I came home today to find him gone. He looked like he was sleeping in his wisteria plant. He must have passed this morning because he had no decay. His eyes were even clear and looking out at the world. He was 3 years old. He was my first betta and very, very dear to me. Everything I learned was thanks to him. He will be missed every day. <3 you Tango.


----------



## fightergirl2710 (Jun 9, 2011)

I'm all teary after reading that. 
I'm sorry Vaygirl, he was such an awesome little guy, I'm going to miss all the antics you used to tell us about him. Such a beautiful boy. RIP <3


----------



## xswornxoffxjello (Mar 18, 2010)

Oh Janine I'm so so sorry. He had a great life with you and we all loved him. <3 <3 <3 Swim free Tango.


----------



## 1fish2fish (Sep 10, 2009)

Ah crap... I finally stopped tearing up every time I thought about it like 20 minutes ago.. now here I go again.
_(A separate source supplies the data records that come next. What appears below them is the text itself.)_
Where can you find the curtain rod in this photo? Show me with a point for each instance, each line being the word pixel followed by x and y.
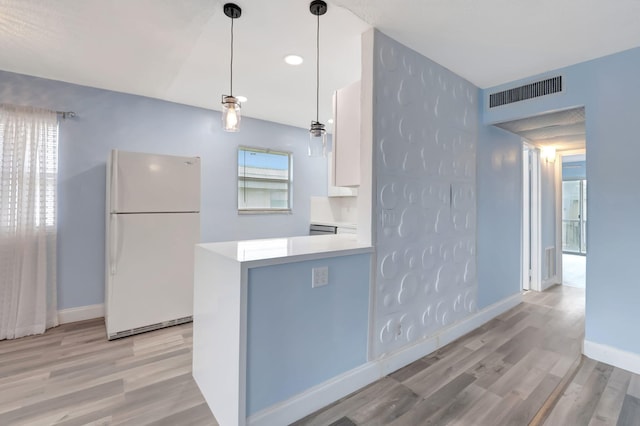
pixel 66 114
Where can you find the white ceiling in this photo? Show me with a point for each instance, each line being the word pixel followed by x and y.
pixel 563 130
pixel 179 50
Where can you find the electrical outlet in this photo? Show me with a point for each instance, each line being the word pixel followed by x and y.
pixel 399 329
pixel 319 276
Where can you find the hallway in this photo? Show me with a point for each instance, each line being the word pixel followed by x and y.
pixel 499 374
pixel 574 270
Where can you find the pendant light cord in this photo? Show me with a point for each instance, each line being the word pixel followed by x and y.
pixel 231 62
pixel 318 69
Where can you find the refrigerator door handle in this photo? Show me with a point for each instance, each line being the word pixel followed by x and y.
pixel 114 181
pixel 113 246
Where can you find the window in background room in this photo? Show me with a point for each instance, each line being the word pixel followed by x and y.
pixel 264 181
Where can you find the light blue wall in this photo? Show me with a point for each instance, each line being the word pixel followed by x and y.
pixel 300 336
pixel 609 88
pixel 108 120
pixel 499 179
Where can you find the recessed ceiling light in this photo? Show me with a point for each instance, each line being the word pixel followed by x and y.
pixel 293 59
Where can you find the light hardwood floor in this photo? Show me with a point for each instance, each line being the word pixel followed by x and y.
pixel 499 374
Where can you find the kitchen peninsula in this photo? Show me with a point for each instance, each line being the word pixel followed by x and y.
pixel 276 317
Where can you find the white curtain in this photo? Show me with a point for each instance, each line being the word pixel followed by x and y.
pixel 28 178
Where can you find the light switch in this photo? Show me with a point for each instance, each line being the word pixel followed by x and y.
pixel 319 276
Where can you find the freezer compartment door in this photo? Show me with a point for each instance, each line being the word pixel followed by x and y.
pixel 150 269
pixel 151 183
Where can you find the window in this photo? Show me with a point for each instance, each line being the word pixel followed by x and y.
pixel 41 165
pixel 264 181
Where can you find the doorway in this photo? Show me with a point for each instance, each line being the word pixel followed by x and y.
pixel 530 217
pixel 574 216
pixel 574 219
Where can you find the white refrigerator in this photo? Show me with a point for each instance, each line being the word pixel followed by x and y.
pixel 152 226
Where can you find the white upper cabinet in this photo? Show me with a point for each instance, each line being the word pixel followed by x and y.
pixel 338 191
pixel 346 136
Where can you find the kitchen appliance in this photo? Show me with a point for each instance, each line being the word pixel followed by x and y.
pixel 152 225
pixel 317 229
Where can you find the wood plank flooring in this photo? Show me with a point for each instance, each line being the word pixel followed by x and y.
pixel 72 375
pixel 499 374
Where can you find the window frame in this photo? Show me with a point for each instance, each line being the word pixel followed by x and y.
pixel 289 181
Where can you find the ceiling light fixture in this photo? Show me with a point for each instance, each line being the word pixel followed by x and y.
pixel 293 59
pixel 231 105
pixel 317 132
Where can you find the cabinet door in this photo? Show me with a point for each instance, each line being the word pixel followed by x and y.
pixel 346 136
pixel 338 191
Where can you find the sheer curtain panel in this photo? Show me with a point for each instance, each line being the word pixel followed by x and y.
pixel 28 178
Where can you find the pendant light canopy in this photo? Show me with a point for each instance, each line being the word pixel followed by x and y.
pixel 317 132
pixel 231 105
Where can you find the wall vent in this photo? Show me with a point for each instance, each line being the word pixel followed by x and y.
pixel 528 91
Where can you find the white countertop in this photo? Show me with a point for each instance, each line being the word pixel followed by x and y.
pixel 337 224
pixel 295 248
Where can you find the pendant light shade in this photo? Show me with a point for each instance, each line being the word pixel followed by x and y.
pixel 230 105
pixel 230 114
pixel 317 132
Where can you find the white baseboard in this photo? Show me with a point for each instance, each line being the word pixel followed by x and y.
pixel 340 386
pixel 613 356
pixel 80 313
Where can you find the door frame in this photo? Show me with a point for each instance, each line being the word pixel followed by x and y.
pixel 531 239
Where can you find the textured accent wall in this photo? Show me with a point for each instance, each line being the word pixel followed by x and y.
pixel 425 127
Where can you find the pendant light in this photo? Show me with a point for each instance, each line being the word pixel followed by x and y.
pixel 317 132
pixel 231 105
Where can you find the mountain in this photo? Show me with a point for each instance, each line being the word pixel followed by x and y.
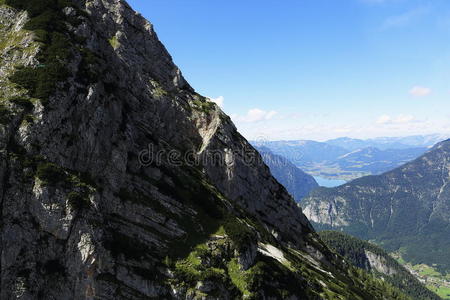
pixel 375 161
pixel 406 210
pixel 334 161
pixel 297 182
pixel 304 151
pixel 385 143
pixel 119 181
pixel 373 259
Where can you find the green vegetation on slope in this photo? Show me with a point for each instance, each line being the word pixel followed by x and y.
pixel 48 24
pixel 354 250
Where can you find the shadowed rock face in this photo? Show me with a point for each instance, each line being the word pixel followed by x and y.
pixel 406 208
pixel 297 182
pixel 99 199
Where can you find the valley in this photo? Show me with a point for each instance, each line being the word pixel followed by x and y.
pixel 437 282
pixel 347 159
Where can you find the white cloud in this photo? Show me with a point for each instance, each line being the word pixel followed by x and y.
pixel 400 119
pixel 255 115
pixel 419 91
pixel 404 19
pixel 219 101
pixel 383 119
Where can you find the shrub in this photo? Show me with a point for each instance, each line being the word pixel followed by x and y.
pixel 238 232
pixel 5 115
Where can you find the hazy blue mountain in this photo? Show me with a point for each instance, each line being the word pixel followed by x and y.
pixel 375 161
pixel 384 143
pixel 406 209
pixel 297 182
pixel 333 161
pixel 304 151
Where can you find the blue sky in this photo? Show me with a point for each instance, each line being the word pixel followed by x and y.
pixel 314 69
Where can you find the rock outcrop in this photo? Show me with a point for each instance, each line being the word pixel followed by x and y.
pixel 297 182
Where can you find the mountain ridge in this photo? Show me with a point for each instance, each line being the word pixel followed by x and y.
pixel 88 93
pixel 404 208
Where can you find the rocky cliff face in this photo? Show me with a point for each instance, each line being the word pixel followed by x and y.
pixel 297 182
pixel 119 181
pixel 406 208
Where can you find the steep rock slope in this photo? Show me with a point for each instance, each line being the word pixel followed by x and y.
pixel 118 181
pixel 373 259
pixel 406 209
pixel 297 182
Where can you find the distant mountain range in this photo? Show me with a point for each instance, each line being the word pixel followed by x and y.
pixel 384 143
pixel 346 158
pixel 405 210
pixel 297 182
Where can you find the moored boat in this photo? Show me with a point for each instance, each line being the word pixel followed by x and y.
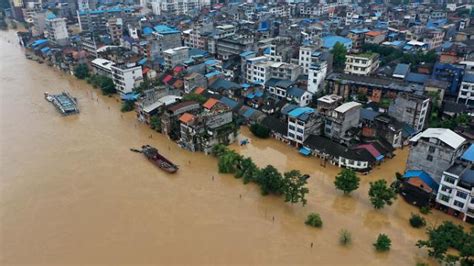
pixel 157 159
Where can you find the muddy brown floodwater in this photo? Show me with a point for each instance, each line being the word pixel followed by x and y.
pixel 71 192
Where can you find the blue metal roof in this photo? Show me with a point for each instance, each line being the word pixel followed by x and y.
pixel 423 176
pixel 164 29
pixel 468 155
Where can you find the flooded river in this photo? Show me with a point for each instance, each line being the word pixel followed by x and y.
pixel 71 192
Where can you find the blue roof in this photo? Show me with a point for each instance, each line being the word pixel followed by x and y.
pixel 423 176
pixel 147 31
pixel 228 102
pixel 417 78
pixel 468 77
pixel 164 29
pixel 468 155
pixel 330 41
pixel 301 110
pixel 305 151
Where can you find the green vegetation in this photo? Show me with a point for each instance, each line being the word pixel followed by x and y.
pixel 383 243
pixel 449 235
pixel 347 181
pixel 106 84
pixel 195 97
pixel 381 194
pixel 260 131
pixel 127 106
pixel 339 52
pixel 81 71
pixel 345 237
pixel 417 221
pixel 292 184
pixel 314 220
pixel 155 123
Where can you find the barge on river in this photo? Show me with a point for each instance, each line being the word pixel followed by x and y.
pixel 157 159
pixel 64 102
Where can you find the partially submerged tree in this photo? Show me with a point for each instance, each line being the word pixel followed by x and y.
pixel 381 194
pixel 347 181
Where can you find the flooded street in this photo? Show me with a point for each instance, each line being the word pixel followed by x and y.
pixel 71 192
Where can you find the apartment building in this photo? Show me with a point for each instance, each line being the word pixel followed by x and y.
pixel 361 64
pixel 126 77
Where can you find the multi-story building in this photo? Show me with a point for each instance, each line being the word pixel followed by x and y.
pixel 338 122
pixel 56 30
pixel 316 75
pixel 102 67
pixel 175 56
pixel 456 190
pixel 411 109
pixel 162 39
pixel 96 20
pixel 126 77
pixel 302 122
pixel 115 29
pixel 466 91
pixel 361 64
pixel 285 71
pixel 435 150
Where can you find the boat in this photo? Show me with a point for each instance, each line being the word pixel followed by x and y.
pixel 64 102
pixel 157 159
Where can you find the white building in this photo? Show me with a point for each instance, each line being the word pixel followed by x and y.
pixel 175 56
pixel 56 29
pixel 316 75
pixel 126 77
pixel 466 91
pixel 456 189
pixel 361 64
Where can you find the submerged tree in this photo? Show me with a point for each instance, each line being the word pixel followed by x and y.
pixel 347 181
pixel 294 187
pixel 381 194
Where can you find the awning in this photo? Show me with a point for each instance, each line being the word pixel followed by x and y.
pixel 305 151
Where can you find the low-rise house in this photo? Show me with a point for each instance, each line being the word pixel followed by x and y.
pixel 411 109
pixel 456 191
pixel 466 91
pixel 434 150
pixel 338 122
pixel 302 122
pixel 361 64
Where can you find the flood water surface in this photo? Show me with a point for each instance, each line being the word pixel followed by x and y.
pixel 71 192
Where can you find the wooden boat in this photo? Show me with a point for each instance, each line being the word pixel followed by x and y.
pixel 157 159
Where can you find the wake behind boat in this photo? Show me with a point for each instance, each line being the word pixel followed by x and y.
pixel 157 159
pixel 64 102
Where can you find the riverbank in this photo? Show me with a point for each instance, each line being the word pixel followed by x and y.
pixel 72 193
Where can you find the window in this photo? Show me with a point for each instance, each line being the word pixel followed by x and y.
pixel 458 204
pixel 444 198
pixel 461 194
pixel 449 179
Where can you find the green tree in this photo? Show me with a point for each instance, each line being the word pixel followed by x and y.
pixel 383 243
pixel 347 181
pixel 81 71
pixel 417 221
pixel 270 181
pixel 294 187
pixel 195 97
pixel 314 220
pixel 345 237
pixel 228 162
pixel 339 52
pixel 260 130
pixel 155 123
pixel 445 236
pixel 381 194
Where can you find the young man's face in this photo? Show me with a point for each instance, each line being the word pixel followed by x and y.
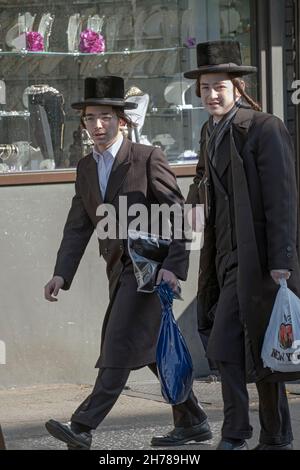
pixel 218 94
pixel 103 125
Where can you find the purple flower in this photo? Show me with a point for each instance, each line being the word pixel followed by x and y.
pixel 190 42
pixel 34 41
pixel 90 41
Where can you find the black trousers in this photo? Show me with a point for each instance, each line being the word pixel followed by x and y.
pixel 274 413
pixel 108 387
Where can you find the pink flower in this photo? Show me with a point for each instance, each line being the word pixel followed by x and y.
pixel 90 41
pixel 34 41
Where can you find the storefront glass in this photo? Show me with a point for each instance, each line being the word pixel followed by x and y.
pixel 49 47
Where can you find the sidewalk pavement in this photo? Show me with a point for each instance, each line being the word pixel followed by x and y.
pixel 139 414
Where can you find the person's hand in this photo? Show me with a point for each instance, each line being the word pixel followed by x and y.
pixel 169 277
pixel 52 288
pixel 277 274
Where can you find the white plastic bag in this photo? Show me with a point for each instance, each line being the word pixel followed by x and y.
pixel 281 347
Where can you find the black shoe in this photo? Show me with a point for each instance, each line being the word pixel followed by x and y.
pixel 226 445
pixel 288 446
pixel 179 436
pixel 63 432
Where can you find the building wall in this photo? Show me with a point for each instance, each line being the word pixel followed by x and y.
pixel 59 342
pixel 290 66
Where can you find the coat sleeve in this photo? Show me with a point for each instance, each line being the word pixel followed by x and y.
pixel 195 194
pixel 276 168
pixel 164 187
pixel 77 233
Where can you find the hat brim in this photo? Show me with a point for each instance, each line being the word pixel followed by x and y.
pixel 104 102
pixel 237 70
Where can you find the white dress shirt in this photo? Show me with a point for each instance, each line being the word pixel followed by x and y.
pixel 105 162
He and Fish are out there under that bridge grumping around acting like they own the place.


----------



## Leeniex (Aug 14, 2011)

I'm sooo sorry!! You gave him a wonderful life. If only every fish was as loved as he was.


----------



## vaygirl (Sep 10, 2009)

Aw, I like that. Old grumps. Grumping about "Get off my lawn!!!" <3 Didn't mean to make you tear up again. I am too. So much crying.

Thanks guys, so much! <3


----------



## cajunamy (Apr 28, 2011)

RIP beautiful boy


----------



## Ajones108 (Jul 7, 2010)

Awwww Vaygirl, I'm crying! So sorry to hear of your loss. I loved Tango too. The most beautiful VT I've ever seen.


----------



## nochoramet (Oct 2, 2009)

I can just see him and Fish being adorable ol' grumps together <3 RIP my favoritest fish


----------



## CodeRed (Jun 11, 2009)

Tango has always been my favorite fish on the forum, and I'm going to miss hearing about his antics... But you certainly gave him an amazing life, living in a paradise surrounded by love  But he's also no longer in pain, and sometimes thats the best of all. Rip, Tango.


----------



## bahamut285 (Dec 10, 2010)

Blargh I almost started crying. Who's cutting onions in here DX


----------



## metalbetta (May 17, 2010)

Oh, I'm so sorry! Though I never met him, he seemed like an amazing fish. And I still think that he's Winston's long lost twin. I bet he's grateful to have lived such a long, happy life though. You really outdid yourself with him. 

Rest in peace, pretty boy.


----------